Generaly:
Given a set of n data points x1...xn, y1...yn, with corresponding z1...zn and degree p, find a polynomial of degree p that fits the data with a minimal error in the least squares sense.
In my case, I need to find a polynomial of 3rd and 4th degree. I've started to do it just like in the article: Interpolation of 3D Surfaces for Contact Modeling page 10-11, formulas (2.7 - 2.9).
But I'm stack on the formula (2.7) and my question is: what will be the correct representation of this formula in reference to 3rd and 4th degree? My first idea (for 3rd degree) was:
$z = a_1 + a_2x + a_3y + a_4xy + a_5x^2y + a_6xy^2 + a_7x^2y^2 + a_8x^3y^2 + a_9x^2y^3 + a_{10} x^3y^3 $
But it doesn't fit with with general formula (2.7), where at the end is:
$ ... +a_{(2p+2)}x^py^p $
So, for $ p = 3 $ it should ended with $ ... + a_8x^3y^3 $,
and for $ p = 4 $ it should be ended with $ ... + a_{10}x^4y^4 $
In my further work I will be using a Vandermonde Matrix to calculate it in my own application, so Matlab solutions is not helpful here.

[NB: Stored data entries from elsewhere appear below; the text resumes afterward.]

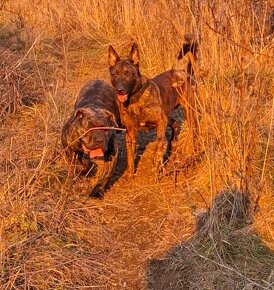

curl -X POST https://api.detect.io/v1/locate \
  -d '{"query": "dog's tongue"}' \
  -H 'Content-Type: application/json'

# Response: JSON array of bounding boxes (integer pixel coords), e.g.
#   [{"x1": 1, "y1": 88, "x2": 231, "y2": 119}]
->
[
  {"x1": 82, "y1": 144, "x2": 104, "y2": 158},
  {"x1": 117, "y1": 93, "x2": 128, "y2": 103},
  {"x1": 89, "y1": 148, "x2": 104, "y2": 158}
]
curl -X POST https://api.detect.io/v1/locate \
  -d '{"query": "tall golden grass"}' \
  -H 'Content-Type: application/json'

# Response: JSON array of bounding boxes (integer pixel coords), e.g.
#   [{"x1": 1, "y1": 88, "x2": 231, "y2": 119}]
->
[{"x1": 0, "y1": 0, "x2": 273, "y2": 289}]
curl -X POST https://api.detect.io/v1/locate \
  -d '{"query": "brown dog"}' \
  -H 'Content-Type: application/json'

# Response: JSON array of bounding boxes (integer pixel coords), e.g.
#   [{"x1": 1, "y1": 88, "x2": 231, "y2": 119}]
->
[
  {"x1": 61, "y1": 80, "x2": 120, "y2": 198},
  {"x1": 108, "y1": 36, "x2": 198, "y2": 176}
]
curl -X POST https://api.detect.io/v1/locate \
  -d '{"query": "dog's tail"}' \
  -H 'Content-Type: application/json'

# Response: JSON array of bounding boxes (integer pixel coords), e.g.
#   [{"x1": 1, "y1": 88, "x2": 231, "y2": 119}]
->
[
  {"x1": 177, "y1": 34, "x2": 199, "y2": 77},
  {"x1": 177, "y1": 34, "x2": 198, "y2": 60}
]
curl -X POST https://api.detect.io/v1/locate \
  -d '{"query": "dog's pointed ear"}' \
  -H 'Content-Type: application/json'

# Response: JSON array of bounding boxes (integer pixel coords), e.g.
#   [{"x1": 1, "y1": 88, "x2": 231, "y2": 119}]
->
[
  {"x1": 129, "y1": 43, "x2": 139, "y2": 65},
  {"x1": 108, "y1": 45, "x2": 120, "y2": 67}
]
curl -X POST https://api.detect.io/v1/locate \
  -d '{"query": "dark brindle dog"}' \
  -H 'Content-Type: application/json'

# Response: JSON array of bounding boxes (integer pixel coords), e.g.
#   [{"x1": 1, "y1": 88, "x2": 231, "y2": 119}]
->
[
  {"x1": 61, "y1": 80, "x2": 120, "y2": 198},
  {"x1": 108, "y1": 36, "x2": 198, "y2": 176}
]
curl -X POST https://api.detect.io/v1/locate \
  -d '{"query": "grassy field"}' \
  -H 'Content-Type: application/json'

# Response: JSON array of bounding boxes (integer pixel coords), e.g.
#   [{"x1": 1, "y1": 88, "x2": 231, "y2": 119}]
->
[{"x1": 0, "y1": 0, "x2": 274, "y2": 289}]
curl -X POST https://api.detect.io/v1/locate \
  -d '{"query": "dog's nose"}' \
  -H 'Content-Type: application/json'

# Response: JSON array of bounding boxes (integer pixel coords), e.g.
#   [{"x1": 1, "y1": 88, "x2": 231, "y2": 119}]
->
[
  {"x1": 117, "y1": 89, "x2": 126, "y2": 95},
  {"x1": 95, "y1": 136, "x2": 104, "y2": 147}
]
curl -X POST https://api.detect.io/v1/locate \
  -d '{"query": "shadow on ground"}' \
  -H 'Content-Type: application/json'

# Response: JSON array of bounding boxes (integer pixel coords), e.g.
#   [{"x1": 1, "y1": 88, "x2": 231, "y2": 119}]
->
[{"x1": 146, "y1": 190, "x2": 274, "y2": 290}]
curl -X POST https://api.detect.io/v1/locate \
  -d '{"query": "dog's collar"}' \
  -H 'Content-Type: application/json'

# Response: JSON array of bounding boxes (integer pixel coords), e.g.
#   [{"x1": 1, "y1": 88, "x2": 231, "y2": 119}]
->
[{"x1": 129, "y1": 81, "x2": 151, "y2": 105}]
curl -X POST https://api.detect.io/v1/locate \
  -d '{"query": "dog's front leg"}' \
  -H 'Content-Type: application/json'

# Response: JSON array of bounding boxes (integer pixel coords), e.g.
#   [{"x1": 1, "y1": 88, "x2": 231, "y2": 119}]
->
[
  {"x1": 125, "y1": 129, "x2": 137, "y2": 177},
  {"x1": 90, "y1": 141, "x2": 118, "y2": 198}
]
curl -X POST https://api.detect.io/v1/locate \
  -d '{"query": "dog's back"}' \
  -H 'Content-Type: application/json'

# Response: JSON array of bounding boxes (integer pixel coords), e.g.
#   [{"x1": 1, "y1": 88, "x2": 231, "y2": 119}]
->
[
  {"x1": 75, "y1": 80, "x2": 120, "y2": 123},
  {"x1": 151, "y1": 70, "x2": 179, "y2": 117}
]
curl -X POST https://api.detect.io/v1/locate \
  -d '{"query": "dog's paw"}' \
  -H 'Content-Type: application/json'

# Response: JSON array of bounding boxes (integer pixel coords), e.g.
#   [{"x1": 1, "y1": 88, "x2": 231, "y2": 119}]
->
[
  {"x1": 90, "y1": 185, "x2": 105, "y2": 199},
  {"x1": 152, "y1": 164, "x2": 166, "y2": 183},
  {"x1": 159, "y1": 165, "x2": 167, "y2": 178}
]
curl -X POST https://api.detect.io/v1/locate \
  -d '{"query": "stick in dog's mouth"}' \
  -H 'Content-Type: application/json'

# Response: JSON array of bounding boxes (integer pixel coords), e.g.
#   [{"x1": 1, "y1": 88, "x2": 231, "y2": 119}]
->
[{"x1": 84, "y1": 127, "x2": 126, "y2": 133}]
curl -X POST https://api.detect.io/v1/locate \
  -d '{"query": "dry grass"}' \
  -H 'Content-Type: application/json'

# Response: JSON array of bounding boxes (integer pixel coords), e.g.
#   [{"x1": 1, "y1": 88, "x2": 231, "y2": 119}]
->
[
  {"x1": 0, "y1": 46, "x2": 43, "y2": 122},
  {"x1": 0, "y1": 0, "x2": 273, "y2": 289}
]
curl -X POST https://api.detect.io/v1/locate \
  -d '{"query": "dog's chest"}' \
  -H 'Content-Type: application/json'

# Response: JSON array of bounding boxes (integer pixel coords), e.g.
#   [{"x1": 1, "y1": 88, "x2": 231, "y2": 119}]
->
[{"x1": 119, "y1": 103, "x2": 158, "y2": 130}]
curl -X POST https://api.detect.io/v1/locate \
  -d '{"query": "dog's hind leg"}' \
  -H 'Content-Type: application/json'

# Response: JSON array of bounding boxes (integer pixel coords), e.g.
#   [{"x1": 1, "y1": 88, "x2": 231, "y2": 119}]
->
[
  {"x1": 154, "y1": 114, "x2": 168, "y2": 174},
  {"x1": 167, "y1": 117, "x2": 179, "y2": 151}
]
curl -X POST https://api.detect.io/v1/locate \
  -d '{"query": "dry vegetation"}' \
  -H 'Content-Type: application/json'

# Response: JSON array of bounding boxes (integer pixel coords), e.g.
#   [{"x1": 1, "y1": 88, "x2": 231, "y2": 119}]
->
[{"x1": 0, "y1": 0, "x2": 274, "y2": 289}]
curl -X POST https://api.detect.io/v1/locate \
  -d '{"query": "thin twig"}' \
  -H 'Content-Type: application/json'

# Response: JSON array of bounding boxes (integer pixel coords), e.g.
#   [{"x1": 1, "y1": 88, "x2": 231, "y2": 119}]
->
[
  {"x1": 6, "y1": 33, "x2": 43, "y2": 77},
  {"x1": 65, "y1": 126, "x2": 126, "y2": 149}
]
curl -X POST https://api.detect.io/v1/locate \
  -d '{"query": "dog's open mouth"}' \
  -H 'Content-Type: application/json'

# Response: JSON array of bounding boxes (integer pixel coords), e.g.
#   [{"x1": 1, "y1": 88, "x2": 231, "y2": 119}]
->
[
  {"x1": 117, "y1": 93, "x2": 128, "y2": 103},
  {"x1": 82, "y1": 144, "x2": 104, "y2": 159}
]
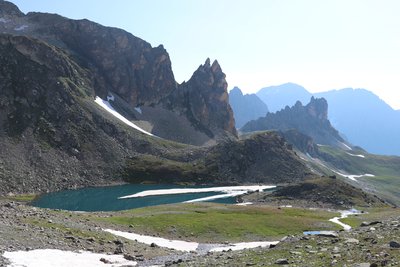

Okay, for those it may concern - the resolution of my question is:
When $ p = 3 $, the matrix for i-th row is:
$$ \begin{matrix} 1 & x_i & y_i & x_{i}^2 & x_iy_i & y_{i}^2 & x_{i}^3 & x_{i}^2y_i & x_iy_i^2 & y_i^3 \\ \end{matrix} $$
the formula is:
$ z=a_1+a_2x+a_3y+a_4x^2+a_5xy+a_6y^2+a_7x^3+a_8x^2y+a_9xy^2+a_{10}y^3 $
And for $ p = 4 $, the matrix for i-th row is:
$$ \begin{matrix} 1 & x_i & y_i & x_{i}^2 & x_iy_i & y_{i}^2 & x_{i}^3 & x_{i}^2y_i & x_iy_i^2 & y_i^3 & x_i^4 & x_i^3y_i & x_iy_i^3 & y_i^4 \\ \end{matrix} $$
the formula is:
$ z=a_1+a_2x+a_3y+a_4x^2+a_5xy+a_6y^2+a_7x^3+a_8x^2y+a_9xy^2+a_{10}y^3+a_{11}x^4+a_{12}x^3y+a_{13}x^2y^2+a_{14}xy^3+a_{15}y^4 $
I hope that this will be helpful for somebody in the future.